String dirtyString = "This contains spaces which are not allowed"

String result = cleaner.getCleanedString(dirtyString);

Expecting result would be:

"Thiscontainsspaceswhicharenotallowed"

A better example:

String reallyDirty = " this*is#a*&very_dirty&String"

String result = cleaner.getCleanedString(dirtyString);

I expect the result to be:

"thisisaverydirtyString"

Because, i let the cleaner know that ' ', '*', '#', '&' and '_' are dirty characters. I can solve it by using a white/black list array of chars. But I don't want to re-invent the wheel.

I was wondering if there is already such a thing that can 'clean' strings using a regex.
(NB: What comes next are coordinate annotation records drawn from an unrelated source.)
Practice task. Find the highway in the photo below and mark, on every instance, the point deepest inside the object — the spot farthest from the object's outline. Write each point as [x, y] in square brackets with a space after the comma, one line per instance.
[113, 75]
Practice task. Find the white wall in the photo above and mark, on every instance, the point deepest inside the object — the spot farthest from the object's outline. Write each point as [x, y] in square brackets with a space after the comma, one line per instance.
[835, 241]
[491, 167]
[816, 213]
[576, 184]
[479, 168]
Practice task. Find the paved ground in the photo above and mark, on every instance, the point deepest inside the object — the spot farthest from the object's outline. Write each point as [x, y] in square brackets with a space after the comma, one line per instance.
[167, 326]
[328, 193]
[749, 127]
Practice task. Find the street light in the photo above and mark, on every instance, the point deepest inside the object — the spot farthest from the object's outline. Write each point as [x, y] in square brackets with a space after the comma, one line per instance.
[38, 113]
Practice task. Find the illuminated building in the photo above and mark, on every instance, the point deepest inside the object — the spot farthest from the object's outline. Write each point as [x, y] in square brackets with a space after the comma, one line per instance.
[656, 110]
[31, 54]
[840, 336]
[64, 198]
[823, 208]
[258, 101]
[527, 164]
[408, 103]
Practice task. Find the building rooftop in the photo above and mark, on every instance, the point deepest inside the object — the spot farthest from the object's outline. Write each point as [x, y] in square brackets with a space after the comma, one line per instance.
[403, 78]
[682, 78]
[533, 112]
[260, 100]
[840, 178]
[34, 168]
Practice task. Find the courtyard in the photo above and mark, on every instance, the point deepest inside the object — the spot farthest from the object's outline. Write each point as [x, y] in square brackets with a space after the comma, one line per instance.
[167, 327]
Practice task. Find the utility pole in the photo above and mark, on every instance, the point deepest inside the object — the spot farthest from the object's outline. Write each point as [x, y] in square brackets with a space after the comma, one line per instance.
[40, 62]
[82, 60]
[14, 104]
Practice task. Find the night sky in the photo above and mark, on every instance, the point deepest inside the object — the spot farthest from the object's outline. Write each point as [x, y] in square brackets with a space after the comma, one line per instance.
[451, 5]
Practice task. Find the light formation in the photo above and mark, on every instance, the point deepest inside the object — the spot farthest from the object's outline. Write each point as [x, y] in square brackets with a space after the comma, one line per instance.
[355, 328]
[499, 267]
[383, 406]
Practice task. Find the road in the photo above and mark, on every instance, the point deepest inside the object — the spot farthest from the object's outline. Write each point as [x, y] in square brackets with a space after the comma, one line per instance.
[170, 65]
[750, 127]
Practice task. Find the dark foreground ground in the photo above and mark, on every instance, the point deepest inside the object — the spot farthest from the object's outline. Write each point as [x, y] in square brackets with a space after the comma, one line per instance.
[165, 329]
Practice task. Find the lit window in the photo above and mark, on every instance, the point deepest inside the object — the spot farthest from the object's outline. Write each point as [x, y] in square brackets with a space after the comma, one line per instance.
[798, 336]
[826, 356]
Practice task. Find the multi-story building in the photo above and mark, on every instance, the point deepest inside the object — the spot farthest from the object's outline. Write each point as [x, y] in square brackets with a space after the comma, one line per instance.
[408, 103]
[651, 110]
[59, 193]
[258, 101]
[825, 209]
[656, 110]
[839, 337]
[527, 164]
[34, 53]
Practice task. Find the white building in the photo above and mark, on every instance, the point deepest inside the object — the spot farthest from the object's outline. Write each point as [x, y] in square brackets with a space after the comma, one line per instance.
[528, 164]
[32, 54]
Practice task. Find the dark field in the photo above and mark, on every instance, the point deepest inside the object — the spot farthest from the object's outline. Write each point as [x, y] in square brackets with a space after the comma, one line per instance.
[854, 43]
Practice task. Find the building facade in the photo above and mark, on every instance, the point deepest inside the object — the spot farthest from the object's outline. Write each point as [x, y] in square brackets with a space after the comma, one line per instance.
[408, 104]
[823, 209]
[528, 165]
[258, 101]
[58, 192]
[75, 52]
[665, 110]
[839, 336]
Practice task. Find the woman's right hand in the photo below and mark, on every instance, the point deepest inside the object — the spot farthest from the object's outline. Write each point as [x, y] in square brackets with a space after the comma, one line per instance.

Instead of writing this myself.

Addition: If you think cleaning a String could be done differently/better then I'm all ears as well of course

Another addition: - It is not only for spaces, but for any kind of character.


答案 1

Edited based on your update:

dirtyString.replaceAll("[^a-zA-Z0-9]","")

答案 2

If you're using guava on your project (and if you're not, I believe you should consider it), the CharMatcher class handles this very nicely:

Your first example might be:

result = CharMatcher.WHITESPACE.removeFrom(dirtyString);

while your second might be:

result = CharMatcher.anyOf(" *#&").removeFrom(dirtyString);
// or alternatively
result = CharMatcher.noneOf(" *#&").retainFrom(dirtyString);

or if you want to be more flexible with whitespace (tabs etc), you can combine them rather than writing your own:

CharMatcher illegal = CharMatcher.WHITESPACE.or(CharMatcher.anyOf("*#&"));
result = illegal.removeFrom(dirtyString);

or you might instead specify legal characters, which depending on your requirements might be:

CharMatcher legal = CharMatcher.JAVA_LETTER; // based on Unicode char class
CharMatcher legal = CharMatcher.ASCII.and(CharMatcher.JAVA_LETTER); // only letters which are also ASCII, as your examples
CharMatcher legal = CharMatcher.inRange('a', 'z'); // lowercase only
CharMatcher legal = CharMatcher.inRange('a', 'z').or(CharMatcher.inRange('A', 'Z')); // either case

followed by as above.retainFrom(dirtyString)

Very nice, powerful API.